Harvard Medical School researchers found that women who consume one sugary beverage daily have a higher risk of developing liver cancer and a 68 percent higher risk of dying from liver disease. However, the overall risk of death is low, with only 150 fatalities in the trial.
A study found no association between liver cancer and artificially sweetened beverages, despite concerns about aspartame’s potential link to tumor development. Dr. Pauline Emmett, a senior research fellow at the University of Bristol, advises against drinking sugar-sweetened beverages daily due to high calorie content and increased risk of obesity, cancer, and liver disease.
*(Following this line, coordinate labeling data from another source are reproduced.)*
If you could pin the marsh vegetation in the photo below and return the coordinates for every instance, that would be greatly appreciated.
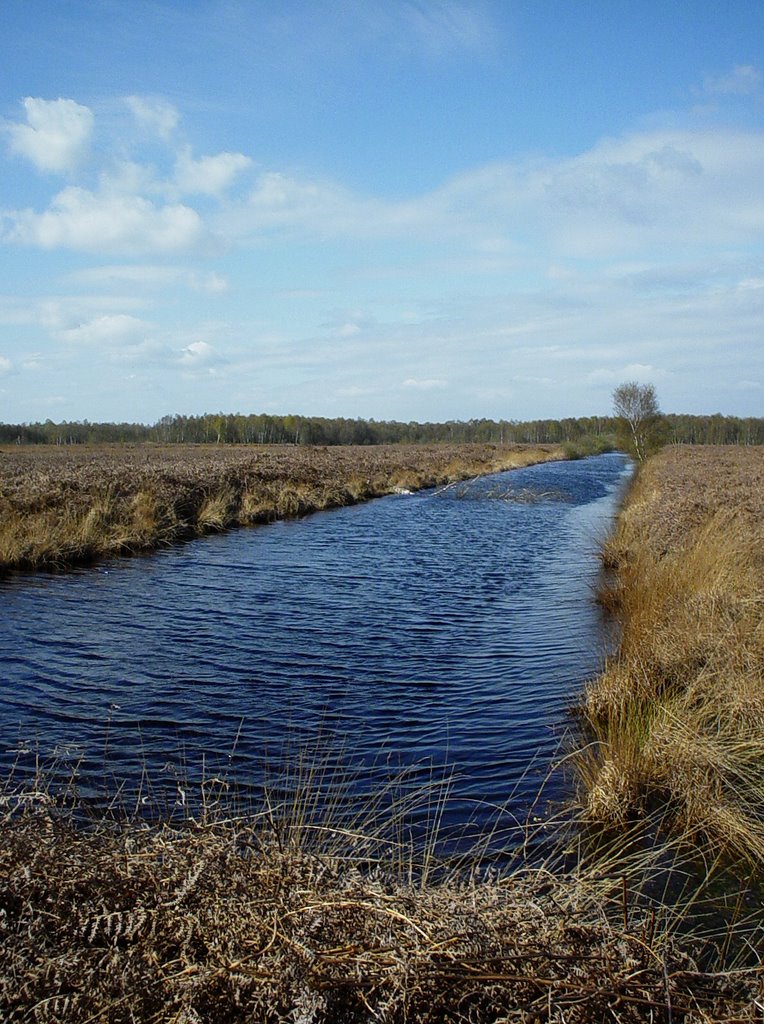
(645, 906)
(61, 506)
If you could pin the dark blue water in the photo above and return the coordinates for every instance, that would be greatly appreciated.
(450, 627)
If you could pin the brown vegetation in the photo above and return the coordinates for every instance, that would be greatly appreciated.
(676, 721)
(62, 506)
(248, 920)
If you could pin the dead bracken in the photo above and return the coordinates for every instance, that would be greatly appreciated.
(65, 506)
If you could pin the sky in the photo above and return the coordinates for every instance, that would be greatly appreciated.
(389, 209)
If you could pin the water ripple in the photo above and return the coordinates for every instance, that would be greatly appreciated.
(454, 625)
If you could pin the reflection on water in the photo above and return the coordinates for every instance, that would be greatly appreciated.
(454, 626)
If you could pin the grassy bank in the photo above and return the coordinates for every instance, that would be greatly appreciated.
(64, 506)
(676, 721)
(279, 915)
(270, 919)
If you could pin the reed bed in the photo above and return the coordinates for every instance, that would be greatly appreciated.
(66, 506)
(676, 722)
(276, 918)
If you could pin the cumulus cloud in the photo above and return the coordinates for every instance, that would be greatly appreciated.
(55, 135)
(744, 80)
(84, 220)
(209, 175)
(105, 330)
(200, 354)
(154, 115)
The Women’s Health Initiative (WHI) studied 98,786 postmenopausal women aged 50-79 from 1993 to 2020. Results showed that 6.8 percent consumed sugar-sweetened beverages daily, while 13.1 percent consumed artificially sweetened beverages daily.
The study’s findings were expressed in “person years.”
The study found that women who consumed sugary drinks had higher rates of liver cancer and chronic liver disease deaths, while those who consumed three or fewer per month had lower rates.
Artificially-sweetened beverage intake was not significantly associated with chronic liver disease mortality.
It also established that consuming one or more sugar-sweetened beverages daily was associated with a higher incidence of liver cancer and chronic liver diseases. Potential pathways include obesity, blood glucose increases, and liver fat accumulation.